Cuatro estudiantes de cuarto año del Instituto de Estudios Superiores Ipet 1308 de Oberá desarrollaron un videojuego ambientado en la obra de Horacio Quiroga. El proyecto, llamado Quiroga no Mintió, fue presentado oficialmente en la última Feria del Libro de esa ciudad.

El juego sigue a Tomás de Aquino, un adolescente porteño que, por problemas familiares, termina viviendo en una chacra misionera. A lo largo de la historia, el jugador debe descubrir relatos y cuentos de Quiroga para enfrentar figuras del folclore local como el Pombero, el Yasi Yateré y la Luz Mala.

Uno de los impulsores del proyecto, Benjamín Rodríguez, explicó que el juego está desarrollado en un solo nivel y propone resolver acertijos para avanzar, incorporando fragmentos de la obra del escritor. El objetivo, según contó, es despertar en los chicos la curiosidad por la lectura.

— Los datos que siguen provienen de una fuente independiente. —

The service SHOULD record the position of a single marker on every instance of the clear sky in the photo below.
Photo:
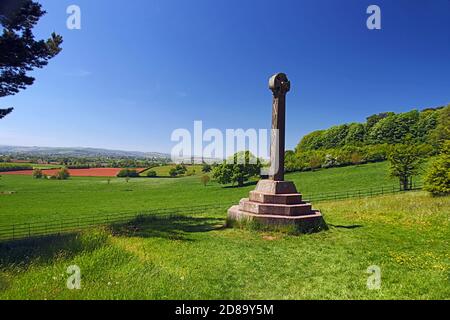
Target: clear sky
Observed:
(139, 69)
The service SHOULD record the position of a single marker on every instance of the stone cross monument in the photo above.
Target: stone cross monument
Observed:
(276, 202)
(280, 86)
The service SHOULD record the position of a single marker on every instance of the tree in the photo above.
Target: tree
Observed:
(62, 174)
(173, 172)
(205, 180)
(181, 169)
(20, 53)
(245, 166)
(152, 174)
(442, 130)
(128, 173)
(206, 168)
(5, 112)
(37, 173)
(405, 162)
(437, 179)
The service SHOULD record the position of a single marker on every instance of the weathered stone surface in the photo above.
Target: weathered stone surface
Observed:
(276, 187)
(275, 209)
(307, 223)
(276, 202)
(261, 197)
(280, 86)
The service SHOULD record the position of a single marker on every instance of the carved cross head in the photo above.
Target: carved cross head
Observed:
(279, 84)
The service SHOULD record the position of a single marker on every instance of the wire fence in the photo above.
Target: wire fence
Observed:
(29, 230)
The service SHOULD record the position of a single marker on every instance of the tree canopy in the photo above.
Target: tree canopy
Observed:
(20, 52)
(383, 128)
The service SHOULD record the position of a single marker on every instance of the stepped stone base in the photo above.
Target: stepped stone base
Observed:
(277, 203)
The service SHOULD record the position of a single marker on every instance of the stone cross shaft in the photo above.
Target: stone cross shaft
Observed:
(280, 86)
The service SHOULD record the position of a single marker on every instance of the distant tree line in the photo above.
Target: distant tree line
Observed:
(371, 141)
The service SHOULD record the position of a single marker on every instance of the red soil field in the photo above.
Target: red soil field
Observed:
(93, 172)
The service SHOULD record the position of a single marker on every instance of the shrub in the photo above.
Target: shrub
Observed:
(128, 173)
(205, 180)
(206, 168)
(37, 174)
(405, 164)
(151, 174)
(245, 166)
(173, 172)
(437, 179)
(181, 169)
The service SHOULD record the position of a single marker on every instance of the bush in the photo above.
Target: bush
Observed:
(181, 169)
(245, 166)
(437, 179)
(151, 174)
(62, 174)
(37, 174)
(128, 173)
(205, 180)
(206, 168)
(173, 172)
(405, 164)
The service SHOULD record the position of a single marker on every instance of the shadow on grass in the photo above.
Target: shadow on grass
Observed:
(246, 184)
(20, 254)
(167, 227)
(351, 227)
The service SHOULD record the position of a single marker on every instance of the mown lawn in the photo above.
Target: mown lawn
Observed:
(194, 257)
(24, 199)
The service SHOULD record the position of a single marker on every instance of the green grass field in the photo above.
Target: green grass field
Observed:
(43, 200)
(194, 257)
(33, 165)
(163, 171)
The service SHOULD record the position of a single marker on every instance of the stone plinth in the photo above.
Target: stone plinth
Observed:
(277, 203)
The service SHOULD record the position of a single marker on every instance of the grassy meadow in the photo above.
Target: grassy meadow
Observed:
(195, 257)
(24, 199)
(163, 171)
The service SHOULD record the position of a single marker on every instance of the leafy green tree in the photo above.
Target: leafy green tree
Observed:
(405, 163)
(291, 162)
(437, 179)
(128, 173)
(20, 53)
(206, 168)
(62, 174)
(5, 112)
(312, 141)
(37, 173)
(205, 179)
(356, 134)
(441, 134)
(245, 166)
(173, 172)
(151, 174)
(181, 169)
(374, 119)
(335, 136)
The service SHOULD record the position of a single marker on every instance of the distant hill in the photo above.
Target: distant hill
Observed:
(79, 152)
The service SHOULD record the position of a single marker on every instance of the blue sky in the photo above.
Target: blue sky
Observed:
(136, 72)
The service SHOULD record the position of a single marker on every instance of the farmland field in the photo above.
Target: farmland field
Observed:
(194, 257)
(163, 171)
(92, 172)
(27, 200)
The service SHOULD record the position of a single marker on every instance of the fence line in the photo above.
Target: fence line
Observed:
(45, 228)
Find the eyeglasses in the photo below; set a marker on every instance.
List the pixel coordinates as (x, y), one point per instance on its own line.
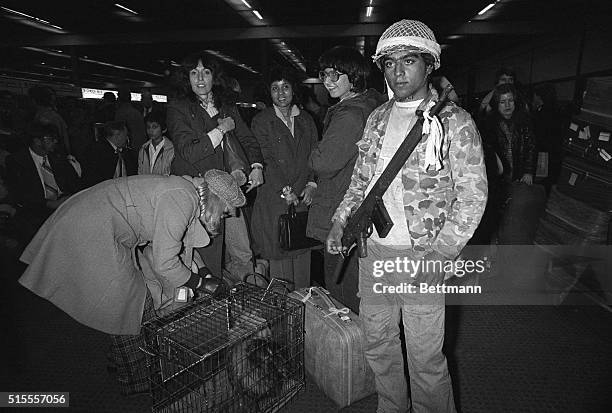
(332, 74)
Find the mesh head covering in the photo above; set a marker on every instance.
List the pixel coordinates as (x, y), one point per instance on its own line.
(408, 34)
(225, 187)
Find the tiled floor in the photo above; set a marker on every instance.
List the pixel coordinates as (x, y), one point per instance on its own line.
(502, 358)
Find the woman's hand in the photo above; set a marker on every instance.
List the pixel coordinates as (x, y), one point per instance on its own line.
(527, 179)
(291, 198)
(307, 194)
(333, 243)
(255, 178)
(226, 124)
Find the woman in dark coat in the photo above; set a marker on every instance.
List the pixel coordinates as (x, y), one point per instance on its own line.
(511, 146)
(208, 133)
(286, 135)
(343, 72)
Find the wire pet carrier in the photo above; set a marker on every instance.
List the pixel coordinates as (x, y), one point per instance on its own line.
(244, 353)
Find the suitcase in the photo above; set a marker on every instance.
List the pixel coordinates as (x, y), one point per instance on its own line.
(334, 348)
(586, 182)
(589, 141)
(568, 221)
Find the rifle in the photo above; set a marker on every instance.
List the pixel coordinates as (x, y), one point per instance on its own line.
(372, 210)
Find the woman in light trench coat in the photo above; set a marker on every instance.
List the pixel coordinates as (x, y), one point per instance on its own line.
(82, 258)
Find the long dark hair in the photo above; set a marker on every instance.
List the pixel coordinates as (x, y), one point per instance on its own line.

El equipo lo integran cuatro compañeros de curso: Efraín, Natanael, Nicolás y el propio Benjamín. Cuentan con el apoyo de profesores de las materias de Sistemas Operativos y de Lógica y Programación. Rodríguez describió el proceso como complejo: el proyecto se apoya en cuatro pilares —guion, programación, audio y arte visual— que deben desarrollarse en paralelo.

La elección de Quiroga como eje temático no fue casual. Rodríguez explicó que la idea surgió de una lectura directa del vínculo que tienen los jóvenes con la tecnología: «Si no podemos hacer que lean libros, llevemos los libros a las pantallas que ya usan». También mencionaron como inspiración al escritor obereño Hugo Mitoire.

El videojuego está actualmente en una etapa de demostración. Los desarrolladores calculan que estará terminado en tres o cuatro meses. De cara al futuro, planean presentarlo en Puerto Iguazú y participar de la Exposición de Videojuegos Argentina (EVA), que se realizará entre el 21 y el 24 de octubre en Buenos Aires. Rodríguez anticipó además que el grupo tiene intención de seguir creando juegos.